Article • Expose the Heist: Power and Policy in Unprecedented Times
Privatizing the Post Office: A Terrible Idea That’s Still On the Table
Article • Expose the Heist: Power and Policy in Unprecedented Times
As soon as the second Trump term got underway, administration officials were raising the idea of privatizing the US Postal Service. While they’ve yet to make any formal moves in that direction, if we take Elon Musk at his word – “I think we should privatize the Post Office… We should privatize everything we possibly can”– it’s reasonable to assume that this bad idea still might be in play. This would be bad news for postal workers, would increase prices and decrease service, and would fundamentally undermine the very mission of the Postal Service.
The ominous privatization signs were especially notable in February, when there were reports that Trump would dismantle the governing board and place the agency under the control of the Commerce Department. That order never arrived, though Trump nonetheless described the Postal Service as a “tremendous loser for this country.”
Suspicions about privatization increased when a Wells Fargo memo laid out some possible scenarios, describing a “tricky but possible” path that would lead to “better parcel pricing” – a euphemism for massive rate hikes. The memo focused on selling off the more profitable parts of the service (“carved out and sold or IPOed”), and estimated that the value of the USPS’s real estate could be $85 billion. Even some sort of ‘partial privatization’ approach would amount to a massive transfer of public services to private hands.
Given the keen interest that Musk’s Department of Government Efficiency (DOGE) project has shown for slashing jobs, it’s not hard to imagine they would find the Postal Service an appealing target. And those cuts would almost certainly have a disparate racial impact, since many of the over 600,000 workers employed by the USPS are black. As a CEPR analysis found: “From 2017 to 2019, 26.8 percent of Postal Service workers were Black, compared to 11.5 percent of the private sector workforce during this time period. This means that Postal Service workers are more than twice as likely to be Black as workers in the private sector.”

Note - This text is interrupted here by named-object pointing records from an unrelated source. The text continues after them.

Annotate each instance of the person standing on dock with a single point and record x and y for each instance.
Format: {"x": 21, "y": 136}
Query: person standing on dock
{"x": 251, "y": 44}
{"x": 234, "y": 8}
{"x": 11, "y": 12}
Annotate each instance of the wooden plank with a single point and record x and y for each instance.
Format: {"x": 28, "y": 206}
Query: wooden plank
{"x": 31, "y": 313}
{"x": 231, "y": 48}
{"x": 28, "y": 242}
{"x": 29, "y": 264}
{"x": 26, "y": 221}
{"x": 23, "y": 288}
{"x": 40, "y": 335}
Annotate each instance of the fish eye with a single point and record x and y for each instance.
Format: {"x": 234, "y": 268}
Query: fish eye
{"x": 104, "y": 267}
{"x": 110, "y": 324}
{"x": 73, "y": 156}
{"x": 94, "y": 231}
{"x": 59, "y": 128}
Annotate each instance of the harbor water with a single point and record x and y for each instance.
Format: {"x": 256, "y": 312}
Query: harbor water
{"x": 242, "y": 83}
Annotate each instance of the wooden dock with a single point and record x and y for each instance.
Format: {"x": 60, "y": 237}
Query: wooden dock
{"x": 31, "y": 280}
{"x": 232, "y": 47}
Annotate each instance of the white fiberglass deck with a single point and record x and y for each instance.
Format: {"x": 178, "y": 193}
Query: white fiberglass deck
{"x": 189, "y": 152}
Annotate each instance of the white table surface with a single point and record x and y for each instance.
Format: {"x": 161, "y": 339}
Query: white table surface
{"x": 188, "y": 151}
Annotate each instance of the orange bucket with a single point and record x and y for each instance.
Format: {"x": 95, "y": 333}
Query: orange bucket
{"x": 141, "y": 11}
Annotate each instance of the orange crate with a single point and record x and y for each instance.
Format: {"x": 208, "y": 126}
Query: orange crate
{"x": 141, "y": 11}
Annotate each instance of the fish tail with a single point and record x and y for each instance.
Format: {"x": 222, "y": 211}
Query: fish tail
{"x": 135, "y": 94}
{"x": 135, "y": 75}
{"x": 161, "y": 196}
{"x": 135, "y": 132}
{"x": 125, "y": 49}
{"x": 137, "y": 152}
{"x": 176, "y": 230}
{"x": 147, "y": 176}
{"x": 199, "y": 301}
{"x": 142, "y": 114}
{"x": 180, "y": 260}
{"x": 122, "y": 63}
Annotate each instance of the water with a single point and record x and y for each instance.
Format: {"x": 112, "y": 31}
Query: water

The whole notion of privatizing USPS is not new, of course; it got a big push in the first Trump administration, before they ran into substantial public and political opposition.
At the time, CEPR challenged many of the core arguments in support of privatization – and those issues remain front and center now. For example, some argue that the largely privatized systems in Europe might indicate that this would be good policy. But as CEPR pointed out in 2018, it was not a model to emulate – what followed were job losses, price hikes and a diminished level of service.”
A 2020 CEPR report by Max Sawicky (“The US Postal Service Is a National Asset: Don’t Trash It”) takes a deeper look at the history of the Postal Service, and argues that much of the privatization talk is based on a totally flawed premise – namely, that it should ‘pay for itself’:
The bane of a thriving postal service is the principle that it should be self-financing. In other words, that its operations should be limited by the costs it can defray from the sale of stamps and the like directly to customers. Self-financing fundamentally undermines the USPS’s historic mission of serving every community in the nation, the traditional “universal service obligation” (USO) mandate that is a matter of federal law.
This idea that USPS should stand on its own financially speaking runs counter to the mission of basic, universal service for all, and would have broad repercussions :
A self-funding mandate would be the death knell of universal service, of particular importance for rural and low-income areas. It would entail the elimination of less-used postal facilities and more costly delivery routes (especially in Alaska and Hawaii). It would bring cutbacks in hours of operation, the end of weekend delivery, the end of uniform pricing (triggering increases for households and business firms in rural areas), and a reduction in labor standards that would have ripple effects for other workers.
The Postal Service operates as a public good; concepts like universal service and a consistent pricing structure would make no sense if it were a profit-seeking business, and these are the features that give rural, underserved areas the same level of service as dense, urban ones. Any privatization schemes would likely impact rural areas the most – which is one of the main reasons it remains politically unpopular.
So how serious is the current privatization threat? An unnamed senior White House told the Guardian recently that it “is not considering privatization,” but added that “DOGE is actively assessing ways to cut waste, fraud and abuse while eliminating the presence of DEI [Diversity, Equity and Inclusion] in the USPS.”
That is essentially the same rationale that has been used to justify all of DOGE’s efforts to slash jobs and eliminate vital public services across the government. So while it might not be called “privatization” per se, it still poses substantial risks – especially to postal workers, small businesses that rely on the postal service, and rural communities that would be most heavily impacted.